DAG-based (Directed Acyclic Graph) solutions:
Workflows are explicitly laid out as a sequence of tasks in a graph structure that has no cycles (i.e., you can’t come back around to a previous task). This is great for predictable, linear (or branching) pipelines—like ETL jobs or Airflow workflows—because you have a clear, static order of steps.

Agentic architecture:
Instead of predefining an entire workflow graph, you have a more dynamic “agent” that decides which step to take next based on the current context and goal. Rather than strictly following a graph of tasks, the agent can observe intermediate outputs and adjust its strategy on the fly, including calling different tools or subroutines, updating its own plan, or taking new paths altogether if needed.

- A DAG-based solution has a predetermined path: Task A flows into Task B, into Task C, etc. It might allow branching, but the overall structure is fixed.
- An agentic approach lets the system “choose” what to do next at runtime. Each step can vary depending on the agent’s reasoning, available tools, or new information gleaned partway through the workflow.

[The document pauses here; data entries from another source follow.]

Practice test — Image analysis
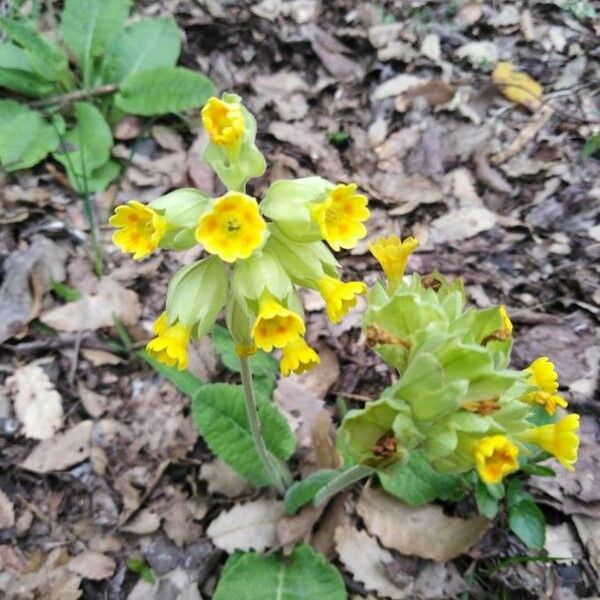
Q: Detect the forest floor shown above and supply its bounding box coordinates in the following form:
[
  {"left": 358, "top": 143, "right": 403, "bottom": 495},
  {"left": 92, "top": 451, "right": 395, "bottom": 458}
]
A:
[{"left": 0, "top": 0, "right": 600, "bottom": 600}]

- In a DAG, each task often just takes an input from upstream tasks, does its job, and passes the output downstream.
- In an agentic system, the agent maintains a form of memory or persistent state and can evaluate partial results in a loop. It can re-check or refine previous reasoning.

- DAGs shine when the flow is well-known in advance: e.g., you need to transform data, then validate, then load, in a fixed sequence.
- An agentic approach is more suitable when the path to the final answer is uncertain or can change based on intermediate discoveries. The agent can decide to call additional APIs, explore different sub-tasks, or re-run certain steps to improve the result.

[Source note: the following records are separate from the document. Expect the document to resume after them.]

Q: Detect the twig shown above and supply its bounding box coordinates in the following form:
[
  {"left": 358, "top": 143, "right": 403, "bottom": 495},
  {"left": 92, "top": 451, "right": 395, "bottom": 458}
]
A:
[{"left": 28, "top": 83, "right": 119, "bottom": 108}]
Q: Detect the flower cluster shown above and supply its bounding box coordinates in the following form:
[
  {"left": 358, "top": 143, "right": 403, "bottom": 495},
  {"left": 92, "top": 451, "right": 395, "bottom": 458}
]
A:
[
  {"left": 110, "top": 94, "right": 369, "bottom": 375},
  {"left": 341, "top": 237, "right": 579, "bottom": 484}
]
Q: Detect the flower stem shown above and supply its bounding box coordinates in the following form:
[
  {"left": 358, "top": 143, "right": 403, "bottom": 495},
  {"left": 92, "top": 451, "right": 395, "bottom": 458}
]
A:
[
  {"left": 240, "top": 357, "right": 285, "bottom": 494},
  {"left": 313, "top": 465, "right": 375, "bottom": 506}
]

- In DAG-based solutions, the flow is “procedure-oriented”: you list out steps to get from start to finish.
- In an agentic architecture, you define a goal, and the agent figures out the steps (sometimes called “self-prompting” or “chain-of-thought”) to move toward that goal.

Langgraph is a multi-agent workflow. Langgraph supports cycles, controllability, and persistance.

Cycles

Traditionally, a DAG-based workflow doesn’t allow loops—it’s a Directed Acyclic Graph by definition. With agentic flows, you can revisit previous steps, refine them, or run iterative loops (“cycles”) until you reach some confidence level or result. This is key for more open-ended tasks where you might need multiple “tries” or repeated reasoning steps.

Controllability

In an agentic system, you can guide (or “control”) the flow of decisions at a higher level. Rather than letting the agent blindly keep trying, you can define rules, constraints, or checkpoints. This ensures the agent doesn’t go off-track and can be nudged or constrained in certain directions, depending on your use case.

Persistence

Persistence means the system can “remember” what happened before—even if you stop and restart the process. For example, if your agent is building a piece of content or executing a multi-step workflow, it can store intermediate results, partial solutions, or the agent’s own state in a database or memory. This way, you can resume where you left off, audit what happened so far, or trace how the solution evolved over time.

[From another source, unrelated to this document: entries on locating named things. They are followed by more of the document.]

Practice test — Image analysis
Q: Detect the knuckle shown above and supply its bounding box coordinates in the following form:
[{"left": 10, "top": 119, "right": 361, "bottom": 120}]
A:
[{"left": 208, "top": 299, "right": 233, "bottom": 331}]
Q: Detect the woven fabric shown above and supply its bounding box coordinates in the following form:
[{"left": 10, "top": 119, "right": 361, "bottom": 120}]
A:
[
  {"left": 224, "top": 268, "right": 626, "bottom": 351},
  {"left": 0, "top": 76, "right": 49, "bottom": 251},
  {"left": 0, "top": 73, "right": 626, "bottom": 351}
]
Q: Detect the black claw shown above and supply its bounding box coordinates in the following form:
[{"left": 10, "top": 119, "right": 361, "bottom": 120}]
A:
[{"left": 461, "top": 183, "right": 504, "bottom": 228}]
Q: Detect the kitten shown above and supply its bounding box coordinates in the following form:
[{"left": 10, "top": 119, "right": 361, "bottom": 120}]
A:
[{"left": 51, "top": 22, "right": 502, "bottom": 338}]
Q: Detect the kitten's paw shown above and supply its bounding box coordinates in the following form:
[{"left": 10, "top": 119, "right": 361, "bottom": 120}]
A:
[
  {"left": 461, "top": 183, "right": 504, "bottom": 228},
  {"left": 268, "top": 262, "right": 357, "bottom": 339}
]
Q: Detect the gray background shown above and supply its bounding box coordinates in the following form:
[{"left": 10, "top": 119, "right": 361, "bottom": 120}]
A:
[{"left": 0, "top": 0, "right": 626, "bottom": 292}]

Streaming Across Multiple Nodes in LangGraph

Using LangGraph’s state-machine (graph) with streaming output requires careful handling of node transitions and function outputs. Below, we outline best practices for streaming across multiple nodes, how to transition between nodes without breaking the stream, and key configuration considerations.

How LangGraph Streaming Works

LangGraph provides .stream() and .astream() methods (sync and async) to stream outputs as a graph executes. You can specify a streaming mode to control what gets streamed. Common modes include:
- messages – streams LLM output token-by-token (as AIMessageChunk objects) with metadata (useful for real-time token streaming)
- updates – streams only the state updates after each node (e.g. the keys/values returned by that node)​
- values – streams the full state after each step (all state variables)
- custom – streams custom data emitted from inside nodes via LangGraph’s StreamWriter​
- debug – streams verbose debug events for each step

For example, using stream_mode="messages" will yield each LLM token as it’s generated, along with info about which node produced it​. In contrast, stream_mode="updates" would yield the partial state (or node output) after each node finishes​. You can even combine modes (e.g. stream_mode=["messages","updates"]) to get token streams and state updates; in that case the iterator yields tuples like ("messages", <token>) and ("updates", <state-delta>). The key point is that graph.astream will produce a continuous asynchronous iterator of events spanning the entire graph execution, from the first node to the last, as long as it’s properly configured.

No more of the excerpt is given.